Ja, das war er. Das wird auch von mir gesagt. Heute würde ich meinen, ja Grass und ich und viele andere sind zu Recht sperrig.Man hat uns als Jugendliche und Kinder in einen Krieg gesperrt, in die Vertreibung geschickt, in den Nachkriegstrümmern aufwachsen,in einem Land ankommen lassen, das uns nicht wollte.Als Vertriebenenkind aus Böhmen wurde ich – wie die vielen Flüchtlingskinder im Rheinland auch – „Pimmock“ geschimpft, was abwertend unser Fremdsein beschreibt, Pollack ähnlich.Seit 1961 erst in Köln und dann in West-Berlin war ich junge Buchhändlerin. Auch wenn Günter Grass älter war als ich und er sich nichts Gutes tat, erst in seinem autobiografischen Werk „Beim Häuten der Zwiebel“, 2006, sich zu seiner Mitgliedschaft bei der Waffen-SS (er war siebzehn) bekannt zu haben, war er uns jungen Leuten damals einer von uns. Er hatte die junge Stimme in „Katz und Maus“ und in der „Blechtrommel“, die um 1960 erschienen sind, und uns ansprachen.
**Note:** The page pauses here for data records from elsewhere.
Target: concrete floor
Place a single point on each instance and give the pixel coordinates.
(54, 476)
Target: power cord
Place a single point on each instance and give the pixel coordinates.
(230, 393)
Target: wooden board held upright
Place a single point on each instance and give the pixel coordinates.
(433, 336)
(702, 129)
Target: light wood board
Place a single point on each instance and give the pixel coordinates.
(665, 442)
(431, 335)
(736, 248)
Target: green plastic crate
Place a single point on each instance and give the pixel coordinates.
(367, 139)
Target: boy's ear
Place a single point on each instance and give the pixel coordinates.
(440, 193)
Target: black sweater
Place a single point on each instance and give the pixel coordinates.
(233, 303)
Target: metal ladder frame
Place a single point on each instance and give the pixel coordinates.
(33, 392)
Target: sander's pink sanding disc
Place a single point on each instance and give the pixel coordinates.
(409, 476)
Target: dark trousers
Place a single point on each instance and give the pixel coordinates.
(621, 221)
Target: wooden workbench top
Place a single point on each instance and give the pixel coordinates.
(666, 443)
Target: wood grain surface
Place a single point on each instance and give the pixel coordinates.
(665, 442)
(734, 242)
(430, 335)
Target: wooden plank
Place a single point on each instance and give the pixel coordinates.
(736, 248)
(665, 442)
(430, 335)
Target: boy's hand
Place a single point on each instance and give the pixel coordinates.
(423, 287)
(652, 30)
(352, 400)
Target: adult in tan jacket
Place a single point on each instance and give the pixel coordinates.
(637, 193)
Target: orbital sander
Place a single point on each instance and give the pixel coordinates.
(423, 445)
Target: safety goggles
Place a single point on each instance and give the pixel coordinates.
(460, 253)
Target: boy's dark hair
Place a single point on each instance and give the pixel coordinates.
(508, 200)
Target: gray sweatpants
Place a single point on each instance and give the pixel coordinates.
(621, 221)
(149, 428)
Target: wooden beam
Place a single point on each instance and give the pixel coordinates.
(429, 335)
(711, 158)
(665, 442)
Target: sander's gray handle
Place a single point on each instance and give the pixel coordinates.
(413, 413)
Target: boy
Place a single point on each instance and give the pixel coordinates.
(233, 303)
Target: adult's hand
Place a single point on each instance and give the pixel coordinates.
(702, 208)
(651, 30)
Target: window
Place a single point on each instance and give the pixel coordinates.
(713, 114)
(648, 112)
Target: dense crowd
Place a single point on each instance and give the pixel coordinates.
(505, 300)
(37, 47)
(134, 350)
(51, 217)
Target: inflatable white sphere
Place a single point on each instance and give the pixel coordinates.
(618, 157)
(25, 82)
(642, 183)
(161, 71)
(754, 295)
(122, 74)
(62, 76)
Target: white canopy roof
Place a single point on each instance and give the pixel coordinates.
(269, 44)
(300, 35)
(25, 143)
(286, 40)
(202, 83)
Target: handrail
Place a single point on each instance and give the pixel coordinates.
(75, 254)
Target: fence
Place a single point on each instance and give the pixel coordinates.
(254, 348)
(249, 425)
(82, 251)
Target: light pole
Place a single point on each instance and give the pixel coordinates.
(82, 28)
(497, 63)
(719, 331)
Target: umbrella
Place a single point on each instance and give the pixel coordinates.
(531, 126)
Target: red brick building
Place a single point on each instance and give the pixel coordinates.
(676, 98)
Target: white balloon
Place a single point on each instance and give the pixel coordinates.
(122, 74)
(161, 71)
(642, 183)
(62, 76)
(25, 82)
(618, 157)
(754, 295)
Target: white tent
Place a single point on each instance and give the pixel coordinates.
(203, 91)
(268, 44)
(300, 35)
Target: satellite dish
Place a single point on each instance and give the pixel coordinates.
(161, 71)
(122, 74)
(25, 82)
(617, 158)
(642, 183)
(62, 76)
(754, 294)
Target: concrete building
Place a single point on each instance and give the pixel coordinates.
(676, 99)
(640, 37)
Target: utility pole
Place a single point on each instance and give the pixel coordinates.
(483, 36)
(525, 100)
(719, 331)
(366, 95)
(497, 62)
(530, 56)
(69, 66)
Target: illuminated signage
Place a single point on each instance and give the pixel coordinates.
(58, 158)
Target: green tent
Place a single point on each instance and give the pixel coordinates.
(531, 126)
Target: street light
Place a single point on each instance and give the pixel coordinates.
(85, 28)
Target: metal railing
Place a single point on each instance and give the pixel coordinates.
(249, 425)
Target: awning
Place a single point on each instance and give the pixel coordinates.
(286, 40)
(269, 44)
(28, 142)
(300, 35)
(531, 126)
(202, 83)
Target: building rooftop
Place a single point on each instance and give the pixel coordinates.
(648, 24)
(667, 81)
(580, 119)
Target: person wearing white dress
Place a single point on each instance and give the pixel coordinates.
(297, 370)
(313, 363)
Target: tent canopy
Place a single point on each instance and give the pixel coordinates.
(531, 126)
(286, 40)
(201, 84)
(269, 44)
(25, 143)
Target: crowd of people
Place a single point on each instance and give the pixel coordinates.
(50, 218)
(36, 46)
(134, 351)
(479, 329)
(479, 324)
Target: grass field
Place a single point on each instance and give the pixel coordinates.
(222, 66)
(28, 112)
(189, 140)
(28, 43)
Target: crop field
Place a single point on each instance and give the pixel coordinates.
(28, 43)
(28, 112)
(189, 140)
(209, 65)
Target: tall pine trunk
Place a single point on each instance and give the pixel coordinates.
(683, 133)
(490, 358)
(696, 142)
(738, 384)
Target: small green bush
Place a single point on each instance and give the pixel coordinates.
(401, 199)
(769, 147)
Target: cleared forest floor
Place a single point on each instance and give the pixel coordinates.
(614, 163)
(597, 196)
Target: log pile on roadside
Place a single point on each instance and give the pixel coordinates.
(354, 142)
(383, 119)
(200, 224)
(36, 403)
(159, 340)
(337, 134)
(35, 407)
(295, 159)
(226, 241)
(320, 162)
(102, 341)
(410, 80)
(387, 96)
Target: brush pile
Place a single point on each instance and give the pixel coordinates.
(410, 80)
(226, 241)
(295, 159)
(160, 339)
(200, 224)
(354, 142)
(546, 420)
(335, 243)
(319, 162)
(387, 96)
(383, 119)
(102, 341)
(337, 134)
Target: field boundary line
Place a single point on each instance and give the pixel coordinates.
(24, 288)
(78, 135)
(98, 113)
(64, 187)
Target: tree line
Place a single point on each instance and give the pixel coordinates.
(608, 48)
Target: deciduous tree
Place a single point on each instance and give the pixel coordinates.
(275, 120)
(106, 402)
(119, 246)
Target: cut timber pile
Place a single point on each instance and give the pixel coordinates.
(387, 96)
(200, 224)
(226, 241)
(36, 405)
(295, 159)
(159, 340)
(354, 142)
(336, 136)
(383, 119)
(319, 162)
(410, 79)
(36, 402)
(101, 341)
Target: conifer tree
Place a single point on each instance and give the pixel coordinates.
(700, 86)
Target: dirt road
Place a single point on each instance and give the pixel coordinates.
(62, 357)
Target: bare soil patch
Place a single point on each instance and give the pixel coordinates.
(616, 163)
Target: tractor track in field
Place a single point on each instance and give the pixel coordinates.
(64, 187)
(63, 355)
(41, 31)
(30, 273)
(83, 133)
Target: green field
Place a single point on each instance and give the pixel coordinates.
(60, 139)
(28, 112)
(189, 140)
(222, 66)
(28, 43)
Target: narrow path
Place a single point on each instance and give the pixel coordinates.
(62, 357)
Als Kind einer sudetendeutschen Mutter war ich bereits 1963 mit Harry Ristock und den Falken in Theresienstadt, um Abbitte zu tun.Grass hat das in Danzig getan, er ist Ehrenbürger seiner Heimatstadt.Besonders sein Roman „Im Krebsgang“, 2002, hatte mich unterstützt, über mein eigenes Vertriebensein aus meiner Geburtsstadt Trautenau im Riesengebirge zu schreiben („Der Graben“ (2005), „Die Sammlerin“ (2009), „Böhmische/Ceska Polka“ (2005), Gedichte u.a.).

Auch wenn ich Günter Grass nur auf Lesungen und als Buchhändlerin begegnet bin (zu seinem Haus in Berlin-Friedenau mache ich Führungen), verliere ich mit seinem Tod einen Weggefährten, wenn ich auch in vielem mit ihm nicht einverstanden war. Er war mir teuer.